In his paper, Norvig updates Mayzner’s work. In a comment, he notes that “The major difference [between his work and Mayzner’s] is that when he [Mayzner] reports a count of 0, you can’t tell if that means 1 in 100 thousand, or 1 in 100 billion. With my results, you can differentiate these cases pretty well. The ngrams with high counts (like the top 50 bigrams) remain fairly consistent.”
To correct for bad OCR (although he doesn’t say that explicitly), Norvig notes that “I discarded any entry that used a character other than the 26 letters A-Z. I also discarded any word with fewer than 100,000 mentions.” Apparently, a few non-English words slipped in anyway, but this is a good rule of thumb to remember when using the Google English language corpus.
There are a few things that I’d love to have the time to dig in to a bit more. For example, see this chart, showing the frequency at which letters occur at particular positions in words:
Looking at first letters, “x” “q” and “z” have non-zero probabilities of occurring in that position, as one would expect. The relative frequencies are not quite what I’d expect, though, and a deeper drive into the data would be interesting.
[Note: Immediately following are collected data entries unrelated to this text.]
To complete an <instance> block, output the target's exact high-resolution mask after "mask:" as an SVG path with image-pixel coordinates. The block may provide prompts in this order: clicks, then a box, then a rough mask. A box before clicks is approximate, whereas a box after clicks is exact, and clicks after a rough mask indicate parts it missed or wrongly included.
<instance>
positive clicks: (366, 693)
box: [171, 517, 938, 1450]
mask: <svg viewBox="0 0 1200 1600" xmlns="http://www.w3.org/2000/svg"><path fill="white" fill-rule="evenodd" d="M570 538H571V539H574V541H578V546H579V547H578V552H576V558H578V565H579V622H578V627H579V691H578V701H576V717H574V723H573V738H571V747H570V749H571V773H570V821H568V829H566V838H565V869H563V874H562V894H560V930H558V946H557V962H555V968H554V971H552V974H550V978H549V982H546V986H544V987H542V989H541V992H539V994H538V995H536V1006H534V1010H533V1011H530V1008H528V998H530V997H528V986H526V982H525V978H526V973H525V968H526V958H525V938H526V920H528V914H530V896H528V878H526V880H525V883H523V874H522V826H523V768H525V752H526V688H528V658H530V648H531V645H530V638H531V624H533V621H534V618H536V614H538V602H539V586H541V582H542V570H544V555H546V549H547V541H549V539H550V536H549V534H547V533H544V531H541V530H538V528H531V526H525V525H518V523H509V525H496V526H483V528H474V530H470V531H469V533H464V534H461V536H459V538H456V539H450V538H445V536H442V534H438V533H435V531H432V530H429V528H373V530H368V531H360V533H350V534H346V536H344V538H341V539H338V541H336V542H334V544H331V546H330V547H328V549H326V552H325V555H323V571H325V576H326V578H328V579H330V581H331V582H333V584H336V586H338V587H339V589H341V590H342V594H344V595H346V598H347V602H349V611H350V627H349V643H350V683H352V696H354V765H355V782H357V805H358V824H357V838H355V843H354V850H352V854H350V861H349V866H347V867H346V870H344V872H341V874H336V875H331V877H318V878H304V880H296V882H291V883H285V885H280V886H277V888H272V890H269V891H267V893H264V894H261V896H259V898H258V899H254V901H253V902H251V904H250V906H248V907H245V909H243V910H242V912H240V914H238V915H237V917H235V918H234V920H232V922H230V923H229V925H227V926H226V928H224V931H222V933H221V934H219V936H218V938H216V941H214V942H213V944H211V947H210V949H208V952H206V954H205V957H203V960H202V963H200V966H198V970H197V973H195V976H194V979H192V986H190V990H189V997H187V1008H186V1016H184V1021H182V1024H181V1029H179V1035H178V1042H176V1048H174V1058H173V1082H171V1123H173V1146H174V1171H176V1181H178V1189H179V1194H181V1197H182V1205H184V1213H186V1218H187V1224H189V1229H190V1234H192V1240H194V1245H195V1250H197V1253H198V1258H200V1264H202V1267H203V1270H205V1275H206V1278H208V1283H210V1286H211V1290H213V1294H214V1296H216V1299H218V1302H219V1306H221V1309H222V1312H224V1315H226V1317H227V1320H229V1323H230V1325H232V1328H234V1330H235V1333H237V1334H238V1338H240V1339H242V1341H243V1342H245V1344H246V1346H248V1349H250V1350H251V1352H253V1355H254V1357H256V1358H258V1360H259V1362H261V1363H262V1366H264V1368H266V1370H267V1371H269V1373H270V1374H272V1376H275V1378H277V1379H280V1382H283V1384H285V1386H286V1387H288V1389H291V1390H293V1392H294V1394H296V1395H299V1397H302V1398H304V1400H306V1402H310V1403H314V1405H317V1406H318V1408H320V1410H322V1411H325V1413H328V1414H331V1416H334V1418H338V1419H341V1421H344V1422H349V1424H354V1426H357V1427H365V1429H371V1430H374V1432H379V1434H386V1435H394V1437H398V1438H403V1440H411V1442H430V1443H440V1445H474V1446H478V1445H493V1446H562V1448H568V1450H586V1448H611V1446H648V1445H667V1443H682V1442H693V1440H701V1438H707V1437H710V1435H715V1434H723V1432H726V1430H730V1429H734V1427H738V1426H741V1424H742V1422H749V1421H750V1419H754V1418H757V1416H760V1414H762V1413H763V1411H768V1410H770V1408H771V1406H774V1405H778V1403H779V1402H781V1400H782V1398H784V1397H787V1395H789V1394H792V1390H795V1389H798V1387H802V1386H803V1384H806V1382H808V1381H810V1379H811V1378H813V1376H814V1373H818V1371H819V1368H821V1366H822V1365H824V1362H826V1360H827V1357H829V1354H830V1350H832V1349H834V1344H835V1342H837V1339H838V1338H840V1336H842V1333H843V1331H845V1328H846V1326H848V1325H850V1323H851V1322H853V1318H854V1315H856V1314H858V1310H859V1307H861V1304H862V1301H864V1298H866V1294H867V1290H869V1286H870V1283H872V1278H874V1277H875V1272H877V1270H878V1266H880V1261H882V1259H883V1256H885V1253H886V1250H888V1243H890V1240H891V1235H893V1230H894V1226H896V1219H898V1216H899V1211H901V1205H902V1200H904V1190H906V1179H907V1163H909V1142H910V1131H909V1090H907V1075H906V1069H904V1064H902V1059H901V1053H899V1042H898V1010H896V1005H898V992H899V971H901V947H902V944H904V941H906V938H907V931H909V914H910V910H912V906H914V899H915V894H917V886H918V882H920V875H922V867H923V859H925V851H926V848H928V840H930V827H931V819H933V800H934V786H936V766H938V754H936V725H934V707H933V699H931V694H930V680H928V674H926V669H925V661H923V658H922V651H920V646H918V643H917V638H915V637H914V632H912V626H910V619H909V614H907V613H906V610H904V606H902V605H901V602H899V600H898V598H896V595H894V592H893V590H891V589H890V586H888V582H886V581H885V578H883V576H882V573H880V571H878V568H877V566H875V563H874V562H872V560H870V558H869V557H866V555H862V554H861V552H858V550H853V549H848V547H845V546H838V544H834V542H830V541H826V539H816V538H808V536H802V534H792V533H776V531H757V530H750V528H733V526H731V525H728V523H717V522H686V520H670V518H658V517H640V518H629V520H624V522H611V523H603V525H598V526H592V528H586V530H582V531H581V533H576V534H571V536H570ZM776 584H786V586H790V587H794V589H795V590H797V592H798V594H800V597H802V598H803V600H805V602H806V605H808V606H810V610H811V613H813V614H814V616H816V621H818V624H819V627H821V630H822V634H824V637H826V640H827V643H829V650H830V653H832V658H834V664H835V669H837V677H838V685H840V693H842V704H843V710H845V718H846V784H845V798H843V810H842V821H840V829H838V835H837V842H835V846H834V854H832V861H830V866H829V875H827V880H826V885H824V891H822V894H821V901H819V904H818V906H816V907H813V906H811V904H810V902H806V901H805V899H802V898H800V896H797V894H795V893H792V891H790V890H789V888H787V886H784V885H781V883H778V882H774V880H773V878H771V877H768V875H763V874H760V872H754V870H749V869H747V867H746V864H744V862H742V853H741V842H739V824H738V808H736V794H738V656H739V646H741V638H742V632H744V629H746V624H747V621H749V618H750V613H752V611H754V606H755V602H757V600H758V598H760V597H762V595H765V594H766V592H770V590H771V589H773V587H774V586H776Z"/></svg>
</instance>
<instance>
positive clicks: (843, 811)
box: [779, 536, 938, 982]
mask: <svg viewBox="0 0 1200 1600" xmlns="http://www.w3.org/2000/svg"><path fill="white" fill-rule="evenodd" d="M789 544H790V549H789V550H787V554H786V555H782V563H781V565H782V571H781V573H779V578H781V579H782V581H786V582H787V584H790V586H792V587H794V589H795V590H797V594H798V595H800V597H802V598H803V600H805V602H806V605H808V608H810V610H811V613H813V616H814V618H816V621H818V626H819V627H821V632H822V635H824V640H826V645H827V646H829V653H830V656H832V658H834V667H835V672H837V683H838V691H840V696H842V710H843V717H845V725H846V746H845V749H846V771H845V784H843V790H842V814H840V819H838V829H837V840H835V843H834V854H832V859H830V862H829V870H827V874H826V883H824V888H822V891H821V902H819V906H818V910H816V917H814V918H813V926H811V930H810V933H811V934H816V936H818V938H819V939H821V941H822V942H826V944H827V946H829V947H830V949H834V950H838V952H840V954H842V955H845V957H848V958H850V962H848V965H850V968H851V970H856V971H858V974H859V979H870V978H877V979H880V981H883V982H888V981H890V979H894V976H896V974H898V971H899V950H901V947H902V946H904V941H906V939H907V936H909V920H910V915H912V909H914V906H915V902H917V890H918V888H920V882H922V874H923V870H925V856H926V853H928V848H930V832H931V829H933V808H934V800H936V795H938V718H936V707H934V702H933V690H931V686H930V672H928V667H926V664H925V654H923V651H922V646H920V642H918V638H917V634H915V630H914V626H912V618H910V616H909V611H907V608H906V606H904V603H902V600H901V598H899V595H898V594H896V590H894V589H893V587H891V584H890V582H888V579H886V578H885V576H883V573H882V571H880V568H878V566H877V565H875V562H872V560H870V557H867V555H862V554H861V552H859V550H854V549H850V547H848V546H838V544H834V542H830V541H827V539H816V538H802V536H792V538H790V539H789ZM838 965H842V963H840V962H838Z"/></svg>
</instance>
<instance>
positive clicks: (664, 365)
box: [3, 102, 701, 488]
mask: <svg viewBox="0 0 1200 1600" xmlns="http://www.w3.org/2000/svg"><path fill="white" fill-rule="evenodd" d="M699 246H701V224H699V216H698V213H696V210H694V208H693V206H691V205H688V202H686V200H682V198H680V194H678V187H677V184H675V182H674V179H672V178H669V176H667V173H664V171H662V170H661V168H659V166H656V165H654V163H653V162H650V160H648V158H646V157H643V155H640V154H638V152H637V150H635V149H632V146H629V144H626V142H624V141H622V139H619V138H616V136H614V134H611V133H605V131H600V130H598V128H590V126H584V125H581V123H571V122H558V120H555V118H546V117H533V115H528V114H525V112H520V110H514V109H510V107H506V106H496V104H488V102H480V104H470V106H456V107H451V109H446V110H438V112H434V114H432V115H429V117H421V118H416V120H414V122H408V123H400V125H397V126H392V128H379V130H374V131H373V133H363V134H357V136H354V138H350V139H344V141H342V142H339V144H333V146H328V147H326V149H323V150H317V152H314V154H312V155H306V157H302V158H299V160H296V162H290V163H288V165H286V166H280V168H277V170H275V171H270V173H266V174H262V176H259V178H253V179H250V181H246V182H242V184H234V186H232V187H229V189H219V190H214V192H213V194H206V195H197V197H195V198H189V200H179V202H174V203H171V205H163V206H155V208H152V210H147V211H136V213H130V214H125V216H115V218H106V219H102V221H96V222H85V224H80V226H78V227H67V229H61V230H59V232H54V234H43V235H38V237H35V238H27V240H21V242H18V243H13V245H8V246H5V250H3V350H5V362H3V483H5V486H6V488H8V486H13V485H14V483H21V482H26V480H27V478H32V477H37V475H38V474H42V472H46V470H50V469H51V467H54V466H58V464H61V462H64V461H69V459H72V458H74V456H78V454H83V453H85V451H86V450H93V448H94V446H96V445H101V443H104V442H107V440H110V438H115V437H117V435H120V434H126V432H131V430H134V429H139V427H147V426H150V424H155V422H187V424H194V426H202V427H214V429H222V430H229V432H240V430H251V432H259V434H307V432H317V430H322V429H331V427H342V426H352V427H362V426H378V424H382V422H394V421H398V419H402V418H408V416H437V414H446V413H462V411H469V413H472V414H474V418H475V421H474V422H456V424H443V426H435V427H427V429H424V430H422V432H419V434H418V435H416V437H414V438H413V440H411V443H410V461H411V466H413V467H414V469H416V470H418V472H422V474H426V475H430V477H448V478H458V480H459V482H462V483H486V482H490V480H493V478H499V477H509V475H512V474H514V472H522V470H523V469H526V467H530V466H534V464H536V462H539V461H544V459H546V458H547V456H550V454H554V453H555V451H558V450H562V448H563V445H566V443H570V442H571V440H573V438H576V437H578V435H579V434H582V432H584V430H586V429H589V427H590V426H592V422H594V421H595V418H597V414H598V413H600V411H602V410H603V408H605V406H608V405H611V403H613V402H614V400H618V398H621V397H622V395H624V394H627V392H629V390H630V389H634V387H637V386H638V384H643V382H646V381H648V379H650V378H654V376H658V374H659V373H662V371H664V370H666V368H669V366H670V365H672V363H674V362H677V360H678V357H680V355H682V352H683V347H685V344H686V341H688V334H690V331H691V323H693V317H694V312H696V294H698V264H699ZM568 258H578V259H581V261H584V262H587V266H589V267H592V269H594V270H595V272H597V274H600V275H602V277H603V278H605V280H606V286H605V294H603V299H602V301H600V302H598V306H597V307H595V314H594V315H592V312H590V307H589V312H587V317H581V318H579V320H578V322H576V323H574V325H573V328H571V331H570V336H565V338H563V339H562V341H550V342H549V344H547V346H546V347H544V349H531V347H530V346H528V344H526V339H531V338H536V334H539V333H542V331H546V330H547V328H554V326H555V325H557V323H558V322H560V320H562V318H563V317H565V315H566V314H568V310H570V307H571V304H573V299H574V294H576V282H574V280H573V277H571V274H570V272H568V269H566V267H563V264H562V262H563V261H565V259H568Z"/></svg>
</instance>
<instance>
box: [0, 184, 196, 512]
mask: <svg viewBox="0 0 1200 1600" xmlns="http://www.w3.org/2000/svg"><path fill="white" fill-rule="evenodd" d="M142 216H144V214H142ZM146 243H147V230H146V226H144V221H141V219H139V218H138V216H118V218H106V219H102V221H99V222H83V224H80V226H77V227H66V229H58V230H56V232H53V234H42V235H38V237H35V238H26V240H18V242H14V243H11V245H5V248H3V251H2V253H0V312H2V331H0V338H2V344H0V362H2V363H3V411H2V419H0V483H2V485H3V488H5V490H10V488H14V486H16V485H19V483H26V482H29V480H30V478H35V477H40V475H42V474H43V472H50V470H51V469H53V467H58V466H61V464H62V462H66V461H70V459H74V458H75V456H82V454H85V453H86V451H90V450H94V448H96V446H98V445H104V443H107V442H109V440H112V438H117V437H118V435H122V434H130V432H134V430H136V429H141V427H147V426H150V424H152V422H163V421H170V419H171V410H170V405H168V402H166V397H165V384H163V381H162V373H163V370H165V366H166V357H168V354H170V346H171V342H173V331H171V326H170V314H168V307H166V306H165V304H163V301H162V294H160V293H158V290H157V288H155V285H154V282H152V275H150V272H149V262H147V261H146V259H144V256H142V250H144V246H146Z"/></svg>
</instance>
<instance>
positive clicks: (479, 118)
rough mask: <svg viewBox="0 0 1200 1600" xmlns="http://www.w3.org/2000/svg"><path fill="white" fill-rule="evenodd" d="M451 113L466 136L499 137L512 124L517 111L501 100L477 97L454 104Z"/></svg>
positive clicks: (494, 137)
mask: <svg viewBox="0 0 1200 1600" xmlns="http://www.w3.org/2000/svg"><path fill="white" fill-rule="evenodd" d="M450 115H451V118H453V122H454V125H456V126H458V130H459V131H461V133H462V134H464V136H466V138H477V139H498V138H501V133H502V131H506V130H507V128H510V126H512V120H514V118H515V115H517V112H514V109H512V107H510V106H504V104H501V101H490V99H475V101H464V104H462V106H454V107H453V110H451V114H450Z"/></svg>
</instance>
Is this a bad OCR effect that the data cleaning didn’t eliminate? Or is something else going on?
All in all, an interesting paper, and a fun exercise. For the librarians out there, Mayzner’s original research paper was published as:
Mayzner, M. S., & Tresselt, M. E. “Tables of single-letter and digram frequency counts for various word-length and letter-position combinations.” Psychonomic Monograph Supplements. 1. (1965): 13–32.